Coming from a coal mining town in West Virginia where my expectations weren't much greater than perhaps going to college (perhaps not), to going to a private school with young boys who were CEOs' sons and generals' sons and who came from these incredibly varying backgrounds really helped me to think about the world in a very different way and helped me compete academically in a way that was very different than I ever had before... As I have grown in my career and in my personal life, it's always felt like this incredible obligation to be able to create the situation that was so important to me for other children.Theo Killion
Architect of a 1400%+ Increase In Stock Price as CEO of Zales Corporation, Consummate Executive &
A Better Chance Alumnus in Hill School's Class of 1970
How he became a Scholar
Theo Killion can very easily imagine another path he might have taken. “I was from a poor background in West Virginia and my expectations were fairly low. I would have gone to high school in West Virginia. I would have graduated from high school in West Virginia. I suspect I would have gone to college, though that’s not clear, and I would probably have been working in a position somewhere in West Virginia. Not that any of that is bad. What A Better Chance did was that it opened up for me a whole new academic world: the rigors, the people I was exposed to, the quality of the education and literature. It literally changed the whole trajectory of my life.”
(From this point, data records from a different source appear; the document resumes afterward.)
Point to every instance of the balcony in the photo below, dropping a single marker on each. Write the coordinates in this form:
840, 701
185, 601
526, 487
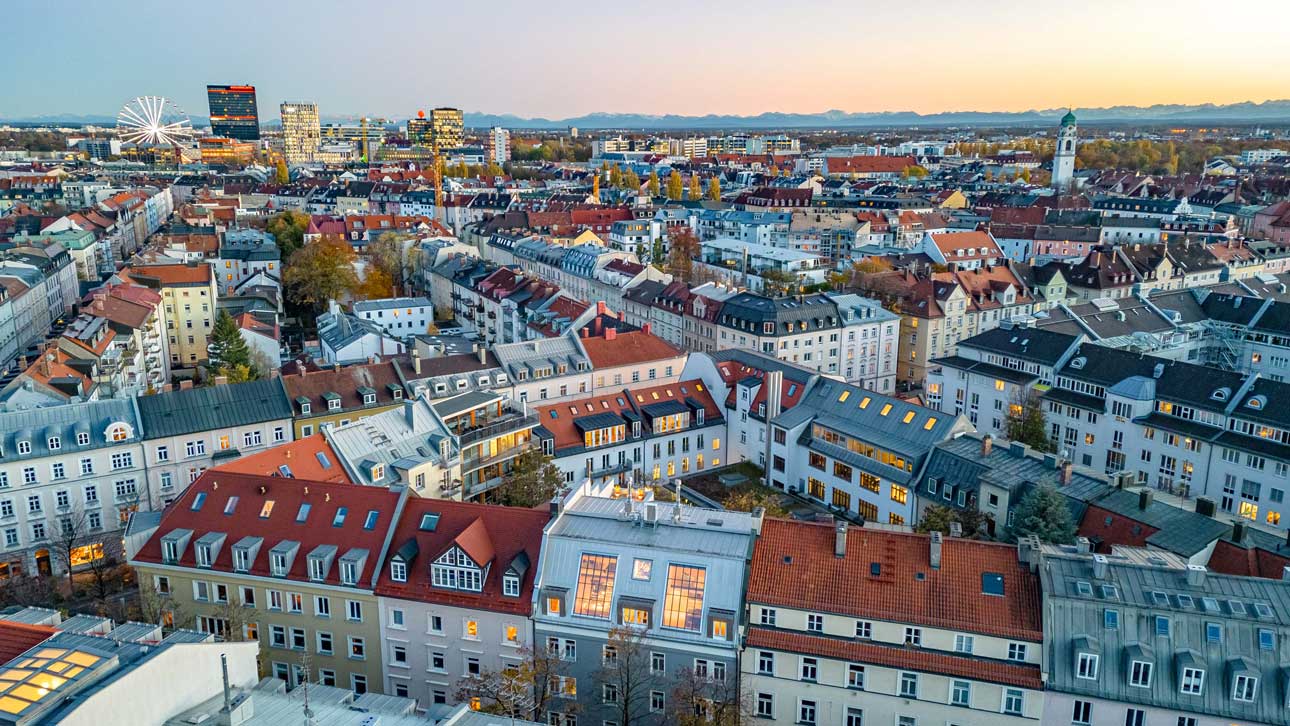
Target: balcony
508, 422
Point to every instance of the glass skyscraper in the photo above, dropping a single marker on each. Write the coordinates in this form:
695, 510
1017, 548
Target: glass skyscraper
232, 111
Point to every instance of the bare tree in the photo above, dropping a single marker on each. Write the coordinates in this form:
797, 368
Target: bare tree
711, 696
626, 675
516, 691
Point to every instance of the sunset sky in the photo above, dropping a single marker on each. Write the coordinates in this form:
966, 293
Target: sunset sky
564, 58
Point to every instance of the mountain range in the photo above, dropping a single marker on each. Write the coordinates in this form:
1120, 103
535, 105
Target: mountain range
1268, 111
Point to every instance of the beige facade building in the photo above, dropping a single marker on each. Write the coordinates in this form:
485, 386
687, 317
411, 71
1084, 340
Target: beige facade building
301, 132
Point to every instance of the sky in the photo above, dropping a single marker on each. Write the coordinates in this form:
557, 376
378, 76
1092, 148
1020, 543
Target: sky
560, 58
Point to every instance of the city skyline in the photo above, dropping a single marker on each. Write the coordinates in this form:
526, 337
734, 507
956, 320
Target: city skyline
707, 65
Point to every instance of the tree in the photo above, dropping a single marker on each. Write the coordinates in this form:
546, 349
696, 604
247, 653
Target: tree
320, 271
288, 230
516, 691
626, 673
1026, 422
1042, 511
72, 543
228, 348
533, 480
675, 186
376, 285
938, 519
775, 281
703, 699
386, 253
683, 248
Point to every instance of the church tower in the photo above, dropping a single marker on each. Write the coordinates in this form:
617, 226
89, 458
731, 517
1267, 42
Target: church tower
1063, 161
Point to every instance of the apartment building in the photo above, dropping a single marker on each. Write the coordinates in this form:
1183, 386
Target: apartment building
454, 448
337, 396
456, 596
290, 564
1138, 637
854, 626
863, 450
664, 579
188, 293
187, 432
72, 471
635, 435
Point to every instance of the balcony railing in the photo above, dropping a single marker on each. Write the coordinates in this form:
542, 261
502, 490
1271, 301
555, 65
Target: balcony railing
498, 427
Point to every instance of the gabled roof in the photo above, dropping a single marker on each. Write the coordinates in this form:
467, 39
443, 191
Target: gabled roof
793, 565
174, 413
499, 538
355, 520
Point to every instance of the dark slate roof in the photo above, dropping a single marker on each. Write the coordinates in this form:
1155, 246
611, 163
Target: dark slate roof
176, 413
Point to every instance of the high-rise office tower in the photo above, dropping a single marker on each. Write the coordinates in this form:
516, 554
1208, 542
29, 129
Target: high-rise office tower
446, 128
301, 132
498, 145
234, 112
418, 129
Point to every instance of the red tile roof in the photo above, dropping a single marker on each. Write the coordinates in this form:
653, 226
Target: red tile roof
486, 533
302, 457
793, 566
560, 418
253, 516
626, 348
17, 638
897, 657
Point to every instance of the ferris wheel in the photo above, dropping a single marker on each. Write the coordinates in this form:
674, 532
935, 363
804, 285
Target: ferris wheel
152, 120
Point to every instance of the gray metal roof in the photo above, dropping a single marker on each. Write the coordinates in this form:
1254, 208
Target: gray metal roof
1143, 588
66, 422
209, 408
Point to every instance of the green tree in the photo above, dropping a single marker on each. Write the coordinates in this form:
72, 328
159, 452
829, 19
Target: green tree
227, 347
775, 281
675, 186
288, 228
1026, 422
1044, 512
631, 181
533, 480
319, 272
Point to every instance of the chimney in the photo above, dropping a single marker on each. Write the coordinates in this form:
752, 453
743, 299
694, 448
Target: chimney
1099, 566
1237, 531
1205, 506
1195, 575
774, 383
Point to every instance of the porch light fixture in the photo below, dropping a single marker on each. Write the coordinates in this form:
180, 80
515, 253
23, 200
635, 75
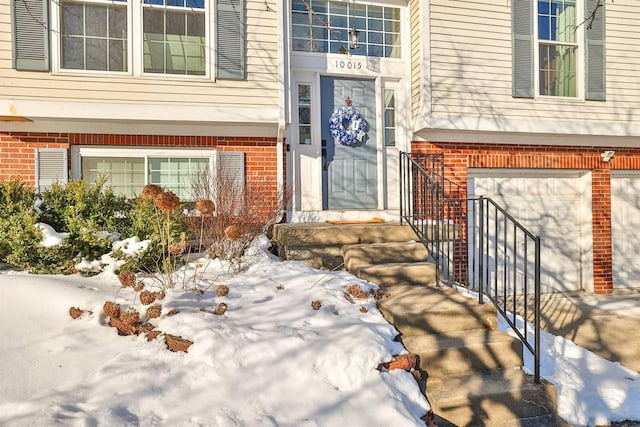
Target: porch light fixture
607, 155
354, 43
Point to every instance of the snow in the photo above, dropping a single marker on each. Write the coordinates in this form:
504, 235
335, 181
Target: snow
50, 237
592, 391
269, 360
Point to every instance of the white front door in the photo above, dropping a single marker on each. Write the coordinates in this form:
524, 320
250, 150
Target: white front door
625, 228
549, 203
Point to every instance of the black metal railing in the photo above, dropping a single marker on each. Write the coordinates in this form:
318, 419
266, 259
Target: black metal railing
475, 243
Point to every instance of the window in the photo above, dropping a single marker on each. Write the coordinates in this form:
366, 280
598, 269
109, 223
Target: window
94, 35
389, 118
558, 48
129, 170
176, 174
323, 26
561, 39
125, 174
174, 37
304, 114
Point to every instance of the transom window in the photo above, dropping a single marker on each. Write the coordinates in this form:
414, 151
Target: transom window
323, 26
558, 48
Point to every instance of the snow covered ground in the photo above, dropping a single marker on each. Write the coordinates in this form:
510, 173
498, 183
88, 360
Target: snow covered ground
270, 360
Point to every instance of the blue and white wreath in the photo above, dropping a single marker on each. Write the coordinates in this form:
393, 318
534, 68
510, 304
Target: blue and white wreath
348, 126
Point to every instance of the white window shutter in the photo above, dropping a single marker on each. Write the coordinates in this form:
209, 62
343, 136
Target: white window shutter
51, 167
595, 52
522, 55
30, 24
231, 175
231, 38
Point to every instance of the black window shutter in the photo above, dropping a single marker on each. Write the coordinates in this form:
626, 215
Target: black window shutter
522, 29
595, 52
30, 24
231, 39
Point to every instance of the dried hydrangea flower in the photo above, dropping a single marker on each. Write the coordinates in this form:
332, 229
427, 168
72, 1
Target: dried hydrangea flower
167, 201
150, 191
205, 207
154, 311
111, 309
130, 317
147, 297
127, 278
233, 232
222, 291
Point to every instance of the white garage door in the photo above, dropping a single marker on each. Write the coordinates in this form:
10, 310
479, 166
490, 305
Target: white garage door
549, 203
625, 228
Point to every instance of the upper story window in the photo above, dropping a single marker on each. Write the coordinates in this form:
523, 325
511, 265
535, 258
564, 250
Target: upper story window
558, 47
174, 37
323, 26
551, 41
93, 35
168, 37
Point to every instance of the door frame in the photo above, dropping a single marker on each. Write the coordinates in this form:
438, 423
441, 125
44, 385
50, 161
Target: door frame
306, 160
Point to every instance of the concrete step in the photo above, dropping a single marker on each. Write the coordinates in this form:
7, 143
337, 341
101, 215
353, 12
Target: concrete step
400, 273
416, 310
460, 352
317, 234
490, 399
328, 257
362, 255
548, 420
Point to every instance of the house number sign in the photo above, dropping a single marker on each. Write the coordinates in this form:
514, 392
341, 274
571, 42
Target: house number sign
348, 64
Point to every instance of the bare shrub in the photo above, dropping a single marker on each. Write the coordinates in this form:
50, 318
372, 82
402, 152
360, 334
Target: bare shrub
241, 213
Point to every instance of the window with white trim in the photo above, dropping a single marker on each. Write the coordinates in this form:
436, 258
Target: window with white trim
323, 26
557, 47
389, 117
304, 114
174, 37
129, 170
93, 35
159, 37
551, 41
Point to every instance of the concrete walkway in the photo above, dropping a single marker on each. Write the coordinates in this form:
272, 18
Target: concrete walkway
607, 325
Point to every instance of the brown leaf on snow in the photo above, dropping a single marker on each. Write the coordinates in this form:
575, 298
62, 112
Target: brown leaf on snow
75, 312
406, 362
220, 309
222, 291
355, 291
175, 343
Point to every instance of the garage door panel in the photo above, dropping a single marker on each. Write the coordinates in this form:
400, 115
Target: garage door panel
625, 228
550, 208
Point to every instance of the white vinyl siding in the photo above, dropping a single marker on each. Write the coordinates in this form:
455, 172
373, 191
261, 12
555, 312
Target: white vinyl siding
471, 74
259, 91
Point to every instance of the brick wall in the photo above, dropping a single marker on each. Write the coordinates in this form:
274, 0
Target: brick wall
17, 158
461, 156
17, 153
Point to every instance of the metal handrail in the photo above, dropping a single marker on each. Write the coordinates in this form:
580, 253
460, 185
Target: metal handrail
475, 243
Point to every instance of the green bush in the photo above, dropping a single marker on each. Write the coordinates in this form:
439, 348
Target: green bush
93, 216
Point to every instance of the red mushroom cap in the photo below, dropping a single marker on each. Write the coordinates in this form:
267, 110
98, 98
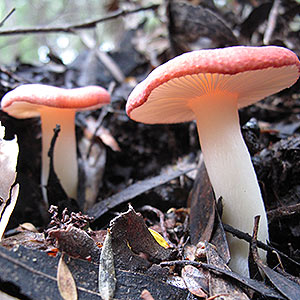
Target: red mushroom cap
26, 100
251, 73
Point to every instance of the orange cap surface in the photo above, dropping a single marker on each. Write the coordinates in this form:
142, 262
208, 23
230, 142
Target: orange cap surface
26, 100
250, 72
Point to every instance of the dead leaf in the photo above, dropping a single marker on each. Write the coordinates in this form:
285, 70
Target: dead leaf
222, 286
107, 276
195, 281
65, 281
132, 242
135, 190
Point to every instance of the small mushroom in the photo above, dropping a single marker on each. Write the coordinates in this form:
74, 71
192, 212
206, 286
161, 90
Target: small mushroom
209, 86
55, 106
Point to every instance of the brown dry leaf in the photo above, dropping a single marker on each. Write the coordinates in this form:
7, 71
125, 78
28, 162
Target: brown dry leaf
65, 281
218, 286
195, 281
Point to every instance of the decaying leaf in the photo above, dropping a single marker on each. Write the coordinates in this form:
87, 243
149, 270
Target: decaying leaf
218, 285
287, 287
107, 276
195, 280
9, 151
135, 190
65, 281
132, 241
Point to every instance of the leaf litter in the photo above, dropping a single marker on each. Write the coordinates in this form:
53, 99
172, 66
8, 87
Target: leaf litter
274, 148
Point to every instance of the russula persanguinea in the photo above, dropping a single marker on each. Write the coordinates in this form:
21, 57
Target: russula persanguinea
209, 86
54, 106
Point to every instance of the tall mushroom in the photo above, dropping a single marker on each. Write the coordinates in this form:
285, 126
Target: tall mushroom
55, 106
209, 86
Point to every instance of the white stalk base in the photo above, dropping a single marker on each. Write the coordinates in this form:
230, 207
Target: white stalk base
230, 171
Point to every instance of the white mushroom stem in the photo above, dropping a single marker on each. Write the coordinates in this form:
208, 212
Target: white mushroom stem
230, 170
65, 155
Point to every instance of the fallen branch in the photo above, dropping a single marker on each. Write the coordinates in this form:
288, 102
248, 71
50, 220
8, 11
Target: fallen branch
75, 27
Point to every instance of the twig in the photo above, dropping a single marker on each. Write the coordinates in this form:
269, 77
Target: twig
247, 237
7, 16
74, 27
271, 22
284, 211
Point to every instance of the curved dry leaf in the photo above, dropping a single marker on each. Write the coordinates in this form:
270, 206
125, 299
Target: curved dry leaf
65, 281
195, 281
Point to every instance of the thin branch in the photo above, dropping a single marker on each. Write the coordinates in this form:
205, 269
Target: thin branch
74, 27
247, 237
7, 16
272, 20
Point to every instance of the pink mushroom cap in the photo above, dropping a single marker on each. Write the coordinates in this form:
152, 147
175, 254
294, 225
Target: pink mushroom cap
55, 105
277, 67
26, 100
209, 86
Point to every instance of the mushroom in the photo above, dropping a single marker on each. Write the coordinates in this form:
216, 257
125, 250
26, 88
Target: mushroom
209, 86
55, 106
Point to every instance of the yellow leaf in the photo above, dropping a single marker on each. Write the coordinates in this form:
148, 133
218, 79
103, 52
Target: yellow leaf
159, 238
65, 281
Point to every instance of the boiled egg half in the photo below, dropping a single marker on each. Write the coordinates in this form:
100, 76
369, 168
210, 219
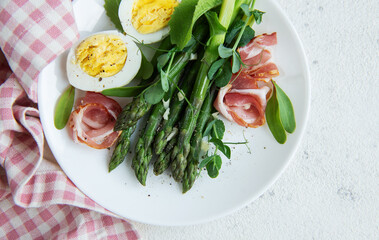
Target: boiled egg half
103, 60
146, 20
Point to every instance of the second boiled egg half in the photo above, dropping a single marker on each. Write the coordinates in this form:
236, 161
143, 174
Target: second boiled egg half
146, 20
103, 60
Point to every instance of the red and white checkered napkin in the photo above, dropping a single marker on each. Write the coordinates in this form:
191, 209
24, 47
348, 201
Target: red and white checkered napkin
37, 200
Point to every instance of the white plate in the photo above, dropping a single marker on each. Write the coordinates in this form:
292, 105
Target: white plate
242, 179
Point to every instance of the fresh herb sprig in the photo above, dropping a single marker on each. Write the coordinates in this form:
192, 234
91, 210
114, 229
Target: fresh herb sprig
221, 70
280, 114
64, 107
215, 131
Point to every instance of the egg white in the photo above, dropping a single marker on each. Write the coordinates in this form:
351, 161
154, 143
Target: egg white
81, 80
125, 15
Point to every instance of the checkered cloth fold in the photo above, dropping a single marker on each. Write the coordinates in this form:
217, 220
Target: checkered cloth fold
37, 200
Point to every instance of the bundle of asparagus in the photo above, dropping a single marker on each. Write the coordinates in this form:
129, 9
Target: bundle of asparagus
176, 140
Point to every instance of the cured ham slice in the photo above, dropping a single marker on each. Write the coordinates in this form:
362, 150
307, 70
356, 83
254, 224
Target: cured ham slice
243, 106
257, 56
93, 120
244, 99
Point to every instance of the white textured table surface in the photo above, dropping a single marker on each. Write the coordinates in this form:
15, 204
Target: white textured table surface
331, 188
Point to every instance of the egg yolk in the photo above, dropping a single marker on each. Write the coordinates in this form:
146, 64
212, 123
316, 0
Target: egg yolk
101, 55
149, 16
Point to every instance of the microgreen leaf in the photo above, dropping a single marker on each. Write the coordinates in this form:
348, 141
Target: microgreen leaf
64, 107
221, 146
215, 26
273, 119
236, 62
287, 114
111, 9
208, 129
154, 93
233, 30
215, 67
124, 91
247, 35
164, 81
224, 75
258, 16
162, 60
146, 69
205, 161
218, 129
214, 166
246, 10
184, 17
224, 52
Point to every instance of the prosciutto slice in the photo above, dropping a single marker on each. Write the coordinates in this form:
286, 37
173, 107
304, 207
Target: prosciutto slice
93, 120
244, 99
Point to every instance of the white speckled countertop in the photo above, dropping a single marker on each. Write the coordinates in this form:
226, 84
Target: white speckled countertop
331, 188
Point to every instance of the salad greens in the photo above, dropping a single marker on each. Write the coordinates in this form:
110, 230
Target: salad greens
178, 142
280, 114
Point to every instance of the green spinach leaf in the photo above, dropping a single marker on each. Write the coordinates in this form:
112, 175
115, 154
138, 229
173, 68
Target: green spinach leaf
64, 107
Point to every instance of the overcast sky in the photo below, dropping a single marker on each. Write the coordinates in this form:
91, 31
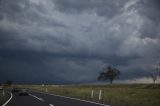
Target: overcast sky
71, 41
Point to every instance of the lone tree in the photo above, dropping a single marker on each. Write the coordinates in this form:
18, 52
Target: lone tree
109, 73
155, 73
9, 82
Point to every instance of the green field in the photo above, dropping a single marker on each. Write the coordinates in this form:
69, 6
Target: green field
3, 98
114, 95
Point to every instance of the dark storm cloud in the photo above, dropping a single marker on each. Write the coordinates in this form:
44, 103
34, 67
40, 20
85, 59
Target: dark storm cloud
106, 8
64, 41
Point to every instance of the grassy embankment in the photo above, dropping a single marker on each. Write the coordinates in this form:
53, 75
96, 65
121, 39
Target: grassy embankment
3, 98
115, 95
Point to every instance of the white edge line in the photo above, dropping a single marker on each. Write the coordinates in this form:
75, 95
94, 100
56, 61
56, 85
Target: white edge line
8, 100
75, 99
36, 97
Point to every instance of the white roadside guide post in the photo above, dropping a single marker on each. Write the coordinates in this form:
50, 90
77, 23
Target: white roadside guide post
100, 94
3, 92
92, 93
46, 89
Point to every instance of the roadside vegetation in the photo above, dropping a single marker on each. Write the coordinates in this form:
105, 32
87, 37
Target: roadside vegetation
3, 98
114, 95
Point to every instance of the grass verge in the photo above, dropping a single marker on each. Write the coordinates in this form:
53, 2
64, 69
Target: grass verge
3, 98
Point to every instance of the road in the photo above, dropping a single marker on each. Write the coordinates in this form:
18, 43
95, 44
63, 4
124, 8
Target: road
43, 99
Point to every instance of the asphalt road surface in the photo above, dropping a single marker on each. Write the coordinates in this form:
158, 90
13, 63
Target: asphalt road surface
43, 99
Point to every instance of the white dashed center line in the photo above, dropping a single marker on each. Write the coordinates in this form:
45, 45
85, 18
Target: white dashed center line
37, 97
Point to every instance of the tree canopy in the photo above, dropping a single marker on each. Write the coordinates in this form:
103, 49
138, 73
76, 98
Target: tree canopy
109, 73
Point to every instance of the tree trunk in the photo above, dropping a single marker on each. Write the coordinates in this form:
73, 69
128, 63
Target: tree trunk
111, 81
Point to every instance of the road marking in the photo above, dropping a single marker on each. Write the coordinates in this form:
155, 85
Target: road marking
8, 100
75, 99
51, 105
41, 99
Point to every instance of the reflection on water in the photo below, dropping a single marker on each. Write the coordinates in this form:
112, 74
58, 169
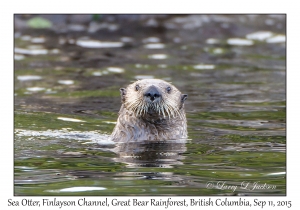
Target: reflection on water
67, 83
150, 154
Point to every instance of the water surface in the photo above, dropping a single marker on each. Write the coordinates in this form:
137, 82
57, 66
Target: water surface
67, 100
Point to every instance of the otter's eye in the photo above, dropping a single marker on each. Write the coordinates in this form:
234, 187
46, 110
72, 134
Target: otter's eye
168, 89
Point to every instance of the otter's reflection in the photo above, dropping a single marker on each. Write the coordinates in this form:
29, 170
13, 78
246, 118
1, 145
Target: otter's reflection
151, 154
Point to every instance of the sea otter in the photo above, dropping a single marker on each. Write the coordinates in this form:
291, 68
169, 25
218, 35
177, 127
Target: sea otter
152, 109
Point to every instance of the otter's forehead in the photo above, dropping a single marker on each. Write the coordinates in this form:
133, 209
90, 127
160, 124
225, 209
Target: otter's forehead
147, 82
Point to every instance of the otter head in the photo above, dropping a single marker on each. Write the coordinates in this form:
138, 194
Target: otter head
153, 97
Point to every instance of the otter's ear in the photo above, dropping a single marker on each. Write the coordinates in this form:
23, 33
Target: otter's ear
183, 97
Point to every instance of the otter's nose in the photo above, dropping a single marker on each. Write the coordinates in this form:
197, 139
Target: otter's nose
152, 93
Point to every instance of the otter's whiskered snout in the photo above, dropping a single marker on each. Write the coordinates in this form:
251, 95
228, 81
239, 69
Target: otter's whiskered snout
152, 94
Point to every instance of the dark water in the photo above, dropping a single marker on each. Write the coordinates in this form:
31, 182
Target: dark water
67, 98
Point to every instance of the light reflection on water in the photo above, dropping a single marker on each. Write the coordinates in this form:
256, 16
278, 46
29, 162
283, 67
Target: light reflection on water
235, 111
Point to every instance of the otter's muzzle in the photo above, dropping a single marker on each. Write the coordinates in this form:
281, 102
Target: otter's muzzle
152, 93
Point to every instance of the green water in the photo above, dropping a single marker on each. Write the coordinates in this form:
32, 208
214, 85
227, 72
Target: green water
236, 112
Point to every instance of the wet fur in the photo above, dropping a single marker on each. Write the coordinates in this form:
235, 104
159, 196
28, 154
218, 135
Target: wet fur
137, 121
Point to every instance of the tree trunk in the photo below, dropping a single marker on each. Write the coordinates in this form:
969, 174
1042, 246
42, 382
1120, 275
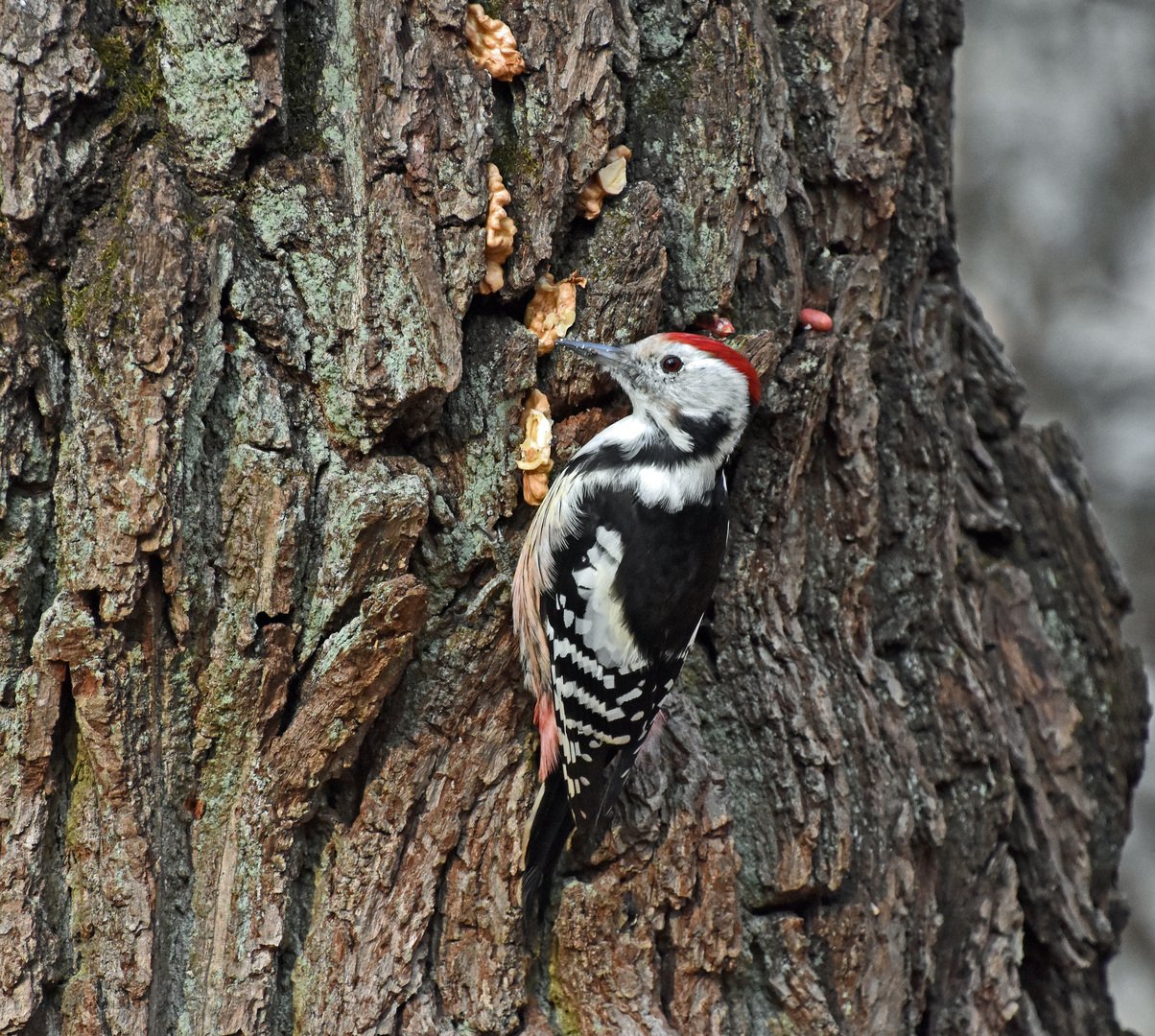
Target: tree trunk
265, 752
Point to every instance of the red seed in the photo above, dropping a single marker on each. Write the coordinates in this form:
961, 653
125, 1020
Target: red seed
714, 324
815, 318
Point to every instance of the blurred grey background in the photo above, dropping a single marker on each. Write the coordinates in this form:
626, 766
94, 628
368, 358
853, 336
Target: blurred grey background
1054, 179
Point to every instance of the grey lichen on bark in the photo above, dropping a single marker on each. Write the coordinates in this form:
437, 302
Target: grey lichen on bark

Theo’s first step off this path was a piece of advice from his best friend’s mother - the only college graduate he knew - which led to him applying for a summer program at West Virginia State College run by the (then new) Upward Bound program in 1967. He was one of two students in this program picked to take a private school aptitude test, and he began applying to private schools as well as to a program he’d never heard of called A Better Chance.
At the time, A Better Chance ran several summer programs, one of which was at Williams College in Massachusetts. Theo attended that program in 1968, just before beginning at the Hill School, a boarding school in Pennsylvania. As part of that program, he was exposed to largely African American children from all across the United States, all of them “spectacularly smart, very motivated, and incredibly unique.” Theo had always lived in an environment where Black people were a minority; being surrounded by such talented and intelligent African American peers changed the way he thought about everything. The following two summers he worked for A Better Chance directly, first as a tutor’s aide and then as a tutor himself.
After graduating from the Hill School, Theo studied English and History at Tufts University, graduating in 1973. He went on to get his Master of Education, also from Tufts, in 1975. Throughout his time in Boston, he was friends with a large group of other A Better Chance alumni attending the city’s many universities and colleges, which formed the basis for lifelong friendships that have followed him for fifty years.
In 1975, Theo started working at Macy’s, a company he would stay with across 20 years and multiple positions, including operations, human resources, and buying. He went on to work in executive level positions for the Home Shopping Network, the Limited, Tommy Hilfiger, and other major retailing companies before becoming an executive vice president of the Zale Corporation, a major jewelry retailer, in 2008. Later that year, he became the company’s president, and in 2010 was appointed CEO.
Over the next four years, Theo led a dramatic turnaround of the struggling business, defying the trends affecting the retail sector as a whole. When he became CEO, Zales was losing $120 million per year and the company stock was trading at $1.69; by the time he left in 2014, profits were at $90 million and the company stock had reached $21. Today he serves as the Vice Chairman of Herbert Mines, an executive search firm, and as a managing partner of the Sierra Institute, a Dallas-based human resources consortium.
In addition to serving on the boards of various for-profit entities, including Claire’s and Tailored Brands (the parent company of Men’s Wearhouse and Joseph A Bank), he has been on the board of A Better Chance since 2016.